Canadian food-tech company NS/TX has raised $10.5 million in funding to further scale its alternative protein manufacturing platform.
The $10.5 million includes a successful Series A funding close and non-dilutive grants. The round was co-led by Inter Ikea Development BV and Lever VC, and included participation from Good Startup, Verdex Capital, the company’s founder Chris Bryson, and non-dilutive capital from Protein Industries Canada.
NS/TX, the technology company behind plant-based seafood producer New/School Foods, is now initiating construction of its V2 assembly line. This will automate its manufacturing process, increasing capacity by more than ten times and further reducing production costs.
The line will be built and commissioned in the company’s 28,000-square-foot manufacturing facility in Toronto, Canada.
NS/TX built and launched its V1 commercial assembly line in late 2024. It uses a proprietary texturization and scaffolding technology that is purpose-built to create meat and seafood alternative products.
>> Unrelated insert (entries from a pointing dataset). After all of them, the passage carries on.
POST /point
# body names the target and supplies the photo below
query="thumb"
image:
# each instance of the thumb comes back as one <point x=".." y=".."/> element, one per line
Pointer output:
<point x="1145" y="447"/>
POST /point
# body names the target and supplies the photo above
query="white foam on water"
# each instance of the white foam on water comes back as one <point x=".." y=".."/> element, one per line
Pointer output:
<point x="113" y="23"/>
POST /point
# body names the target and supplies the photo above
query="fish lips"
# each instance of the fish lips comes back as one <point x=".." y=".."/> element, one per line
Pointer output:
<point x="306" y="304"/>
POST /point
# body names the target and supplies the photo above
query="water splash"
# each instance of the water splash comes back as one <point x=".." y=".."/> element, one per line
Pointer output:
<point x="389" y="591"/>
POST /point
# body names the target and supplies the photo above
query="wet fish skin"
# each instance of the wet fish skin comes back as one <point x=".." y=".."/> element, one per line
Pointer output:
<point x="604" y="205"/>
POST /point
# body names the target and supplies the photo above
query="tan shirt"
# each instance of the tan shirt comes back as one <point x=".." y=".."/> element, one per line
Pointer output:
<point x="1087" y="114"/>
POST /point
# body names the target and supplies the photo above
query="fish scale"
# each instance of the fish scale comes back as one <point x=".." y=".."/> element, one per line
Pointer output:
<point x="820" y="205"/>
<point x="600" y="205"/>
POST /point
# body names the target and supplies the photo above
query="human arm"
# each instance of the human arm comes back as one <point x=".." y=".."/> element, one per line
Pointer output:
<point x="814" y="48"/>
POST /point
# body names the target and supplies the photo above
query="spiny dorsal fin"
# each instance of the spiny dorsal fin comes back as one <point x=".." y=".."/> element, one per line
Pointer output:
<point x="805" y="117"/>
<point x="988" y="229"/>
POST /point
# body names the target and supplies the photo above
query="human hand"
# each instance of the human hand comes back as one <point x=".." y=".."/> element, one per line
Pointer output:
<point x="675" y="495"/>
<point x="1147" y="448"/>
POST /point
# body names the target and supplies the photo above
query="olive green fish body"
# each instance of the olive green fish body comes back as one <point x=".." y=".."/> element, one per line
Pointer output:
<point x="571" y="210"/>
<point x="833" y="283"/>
Since then, the company said it has reduced production costs more than tenfold and validated the scalability of its technology through production trials, process breakthroughs, machinery upgrades and digital quality assurance augmentations to its assembly line. This resulted in new patents and equipment designs.

According to NS/TX, its platform solves several challenges commonly associated with meat and seafood alternative production. These include greater tuneability than traditional extrusion technologies, resulting in greater scalability and consistency.
The platform enables flexibility, catering for production of whole-cut-style products (such as steaks, fillets and other large structured formats) with support for ‘nearly any’ meat or seafood species analogue across the same assembly line process. It can also support non-whole-cut formats such as breaded strips and burgers.
Each different meat and seafood product’s macrostructure (shape and layering) and microstructure (muscle fibre width, length) can be replicated using the technology, enabling the development of a layered structure with the ability to adjust multiple different textural parameters.
Tuneable flavour profiles can be achieved using multiple flavour delivery systems within each scaffold, with support for oil-based flavours. The technology is engineered to deliver finished products with raw appearance that visually transform upon cooking, similar to conventional meat and seafood.
Additionally, catering to clean-label demand, the machinery allows development of meat and seafood analogues with no need for additives like methylcellulose. Multiple plant protein types can also be used, further boosting nutrition, as well as fats, flavours, colours and nutritional add-ons.
Founder and CEO Bryson commented: “We’re excited to embark on this next chapter of growth – by automating and scaling our platform, we will be able to produce meat alternatives that are cost-competitive and that finally meet customer demands”.
“With the added capacity that this new assembly line will provide, we will be able to work with leading brands across the globe to make our technology, production capacity and products available to them.”